Indian Share Market Sensex Update: Nifty 50 index recaptured the psychological peak of 22,000 and touched an intraday high of 22,295.50 points, slightly missing the existing record high of 22,297.50. BSE Sensex opened with gains today and touched a new peak of 73,574.
Indian Share Market Sensex Update: After India’s excellent GDP in the third quarter of the current financial year, strong buying was seen in the stock market today. Except IT, tech and healthcare stocks, most sectors are in the green zone. According to stock market experts, there is a bullish trend in the Indian stock market as India’s strong GDP in the third quarter of the current financial year has brought back enthusiasm in banks and other PSU stocks. It was told that the expectation of release of US inflation data has also played a role in boosting the sentiments of Dalal Street bulls.
Nifty 50 index recaptured the psychological peak of 22,000 and touched an intraday high of 22,295.50, narrowly missing the existing record high of 22,297.50. BSE Sensex opened with gains today and touched a new peak of 73,574.
Top 5 reasons for the rise in stock market today
1. India’s GDP: The country’s economic growth rate in the third quarter of the financial year 2023-24 was 8.4 percent, which is the highest in five quarters. With this, the National Statistics Office (NSO) has increased the growth estimate for the entire financial year to 7.6 percent. Prime Minister Narendra Modi has also expressed his happiness over the increase in the economic disorder rate.

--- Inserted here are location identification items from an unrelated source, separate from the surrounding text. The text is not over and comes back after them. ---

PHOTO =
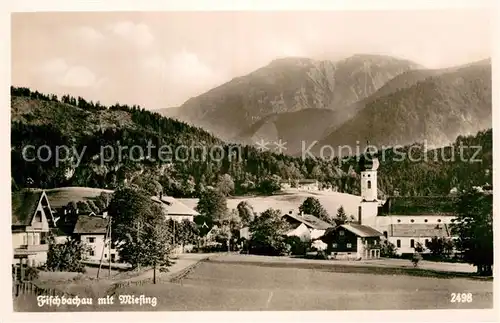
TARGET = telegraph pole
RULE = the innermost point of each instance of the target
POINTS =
(109, 247)
(108, 230)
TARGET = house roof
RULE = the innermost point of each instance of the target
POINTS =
(361, 230)
(24, 204)
(419, 205)
(61, 196)
(174, 207)
(419, 230)
(310, 221)
(91, 224)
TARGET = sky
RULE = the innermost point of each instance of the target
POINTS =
(161, 59)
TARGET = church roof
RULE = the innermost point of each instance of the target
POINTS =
(419, 230)
(418, 205)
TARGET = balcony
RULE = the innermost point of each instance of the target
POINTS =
(35, 248)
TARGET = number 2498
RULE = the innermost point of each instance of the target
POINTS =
(461, 298)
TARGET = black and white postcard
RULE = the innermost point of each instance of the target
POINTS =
(266, 161)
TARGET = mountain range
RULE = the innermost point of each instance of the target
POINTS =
(364, 98)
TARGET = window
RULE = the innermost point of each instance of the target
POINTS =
(38, 216)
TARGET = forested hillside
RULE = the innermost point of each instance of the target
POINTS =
(93, 131)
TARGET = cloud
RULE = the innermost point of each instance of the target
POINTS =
(138, 34)
(87, 33)
(183, 71)
(58, 71)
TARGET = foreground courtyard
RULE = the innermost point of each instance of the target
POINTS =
(240, 282)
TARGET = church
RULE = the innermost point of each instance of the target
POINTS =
(403, 221)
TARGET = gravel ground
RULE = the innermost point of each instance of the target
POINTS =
(235, 283)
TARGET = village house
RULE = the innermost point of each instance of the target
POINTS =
(353, 241)
(174, 209)
(305, 226)
(32, 220)
(91, 230)
(403, 221)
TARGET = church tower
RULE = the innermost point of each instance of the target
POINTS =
(368, 208)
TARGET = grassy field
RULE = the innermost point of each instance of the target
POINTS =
(291, 200)
(226, 284)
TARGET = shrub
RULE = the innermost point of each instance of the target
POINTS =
(416, 259)
(31, 273)
(388, 249)
(297, 246)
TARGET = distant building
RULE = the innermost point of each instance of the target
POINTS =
(32, 220)
(91, 230)
(174, 209)
(306, 226)
(301, 184)
(353, 241)
(404, 221)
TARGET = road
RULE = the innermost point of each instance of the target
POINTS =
(227, 284)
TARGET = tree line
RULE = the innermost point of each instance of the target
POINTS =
(244, 170)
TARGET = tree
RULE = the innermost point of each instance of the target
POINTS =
(186, 232)
(312, 206)
(473, 226)
(225, 184)
(270, 184)
(246, 213)
(341, 216)
(387, 249)
(136, 221)
(268, 233)
(419, 247)
(155, 240)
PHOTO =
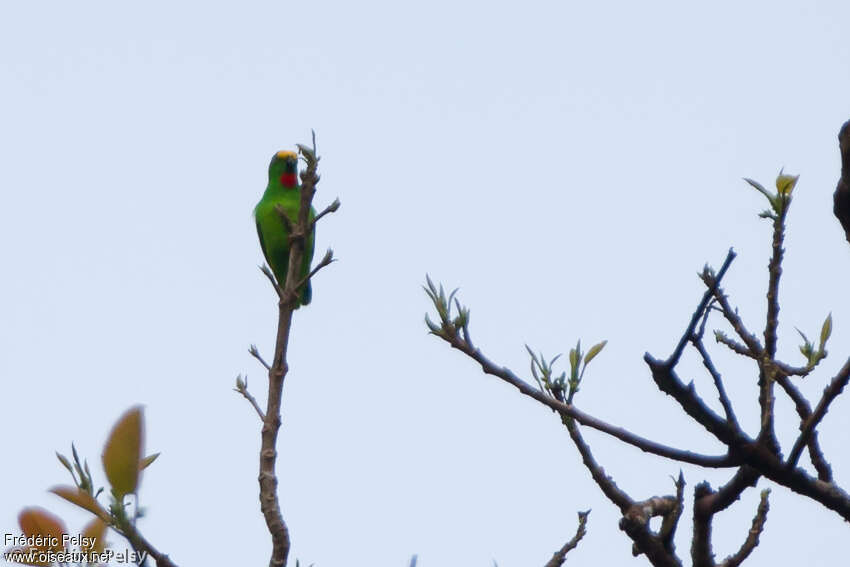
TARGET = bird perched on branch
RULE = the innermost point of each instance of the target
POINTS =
(284, 192)
(841, 197)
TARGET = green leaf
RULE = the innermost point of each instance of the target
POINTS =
(148, 461)
(593, 351)
(122, 454)
(65, 462)
(786, 183)
(825, 331)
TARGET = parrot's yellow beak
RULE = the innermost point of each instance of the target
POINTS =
(284, 154)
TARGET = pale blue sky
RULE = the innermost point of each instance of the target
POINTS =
(569, 166)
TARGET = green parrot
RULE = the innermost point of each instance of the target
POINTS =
(283, 190)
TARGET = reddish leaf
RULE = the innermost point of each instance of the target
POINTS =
(122, 454)
(39, 523)
(82, 499)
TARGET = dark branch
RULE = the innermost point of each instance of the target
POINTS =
(752, 540)
(831, 392)
(561, 555)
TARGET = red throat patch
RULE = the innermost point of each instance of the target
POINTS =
(288, 180)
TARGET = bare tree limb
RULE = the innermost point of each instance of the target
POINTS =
(561, 555)
(831, 392)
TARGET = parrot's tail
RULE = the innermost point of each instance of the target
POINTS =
(307, 294)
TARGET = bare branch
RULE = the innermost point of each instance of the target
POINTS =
(804, 410)
(718, 382)
(734, 345)
(695, 318)
(332, 208)
(268, 273)
(831, 392)
(242, 388)
(752, 540)
(269, 500)
(256, 354)
(561, 555)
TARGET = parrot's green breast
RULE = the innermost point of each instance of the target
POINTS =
(274, 238)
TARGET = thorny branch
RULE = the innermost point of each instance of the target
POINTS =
(288, 293)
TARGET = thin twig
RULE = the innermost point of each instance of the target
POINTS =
(804, 410)
(256, 354)
(242, 388)
(831, 392)
(561, 555)
(718, 382)
(332, 208)
(269, 500)
(683, 341)
(752, 540)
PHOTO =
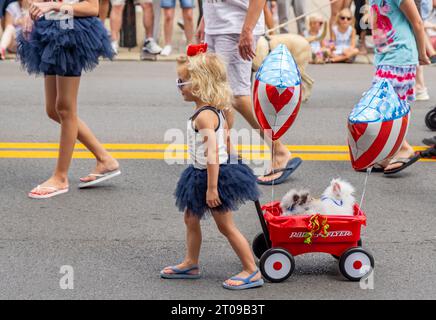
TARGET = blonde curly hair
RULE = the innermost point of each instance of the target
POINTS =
(208, 76)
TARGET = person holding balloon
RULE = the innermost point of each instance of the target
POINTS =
(231, 29)
(399, 39)
(213, 184)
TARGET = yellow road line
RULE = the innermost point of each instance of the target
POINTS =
(29, 154)
(178, 147)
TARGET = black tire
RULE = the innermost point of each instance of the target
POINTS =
(356, 263)
(277, 265)
(359, 243)
(259, 245)
(430, 120)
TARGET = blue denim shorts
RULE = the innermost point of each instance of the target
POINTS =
(185, 4)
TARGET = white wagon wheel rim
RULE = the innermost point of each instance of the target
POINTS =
(357, 265)
(277, 266)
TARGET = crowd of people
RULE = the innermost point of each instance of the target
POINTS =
(339, 38)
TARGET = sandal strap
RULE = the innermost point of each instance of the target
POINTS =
(246, 280)
(183, 271)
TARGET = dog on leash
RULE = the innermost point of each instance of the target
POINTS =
(337, 199)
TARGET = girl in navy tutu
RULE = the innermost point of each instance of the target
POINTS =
(214, 184)
(66, 39)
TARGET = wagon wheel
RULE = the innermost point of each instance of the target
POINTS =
(277, 265)
(359, 243)
(430, 119)
(356, 263)
(259, 245)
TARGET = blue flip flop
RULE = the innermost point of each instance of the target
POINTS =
(247, 283)
(291, 166)
(180, 273)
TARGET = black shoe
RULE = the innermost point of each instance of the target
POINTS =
(430, 141)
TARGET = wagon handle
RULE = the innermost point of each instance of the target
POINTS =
(263, 223)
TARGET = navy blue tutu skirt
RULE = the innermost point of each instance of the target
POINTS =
(54, 50)
(236, 185)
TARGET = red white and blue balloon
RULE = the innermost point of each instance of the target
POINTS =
(377, 126)
(277, 92)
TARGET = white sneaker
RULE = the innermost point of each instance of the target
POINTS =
(150, 46)
(422, 95)
(166, 51)
(115, 46)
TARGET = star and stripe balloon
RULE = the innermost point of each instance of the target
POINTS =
(277, 92)
(377, 126)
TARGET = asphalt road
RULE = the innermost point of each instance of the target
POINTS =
(117, 237)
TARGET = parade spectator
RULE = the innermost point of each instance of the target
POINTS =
(188, 22)
(316, 34)
(344, 38)
(234, 36)
(361, 17)
(12, 20)
(116, 19)
(103, 11)
(335, 7)
(299, 7)
(399, 39)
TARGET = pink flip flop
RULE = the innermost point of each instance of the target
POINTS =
(53, 191)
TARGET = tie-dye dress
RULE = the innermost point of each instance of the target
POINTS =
(396, 53)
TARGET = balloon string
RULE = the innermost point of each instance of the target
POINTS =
(368, 173)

2. Stir in Banking and PSU: According to experts, recently some surveys have predicted the victory of BJP led NDA in the upcoming Lok Sabha elections. Due to this, enthusiasm has come back in banking and PSU shares.
3. Strong global cues: It was reported that after the release of in-line US inflation data, the S&P 500 and Nasdaq closed at record highs on Wall Street, which boosted global market sentiment.
4. Discussion of US Federal Rate Cut: After the surprising US inflation data, the discussion of US Federal Rate cut is gaining momentum. Therefore, US Treasury yields are expected to decline and people are expected to transfer money from bond and money markets to other assets, including equities.
5. Strong Indian economy: Experts say on how strongly the economy and stock markets are linked to each other, ‘As India’s GDP maintained growth of 8 per cent or more in all three quarters of the current financial year Therefore, the market expects 16 to 20 percent growth in Nifty 50 index in the current financial year.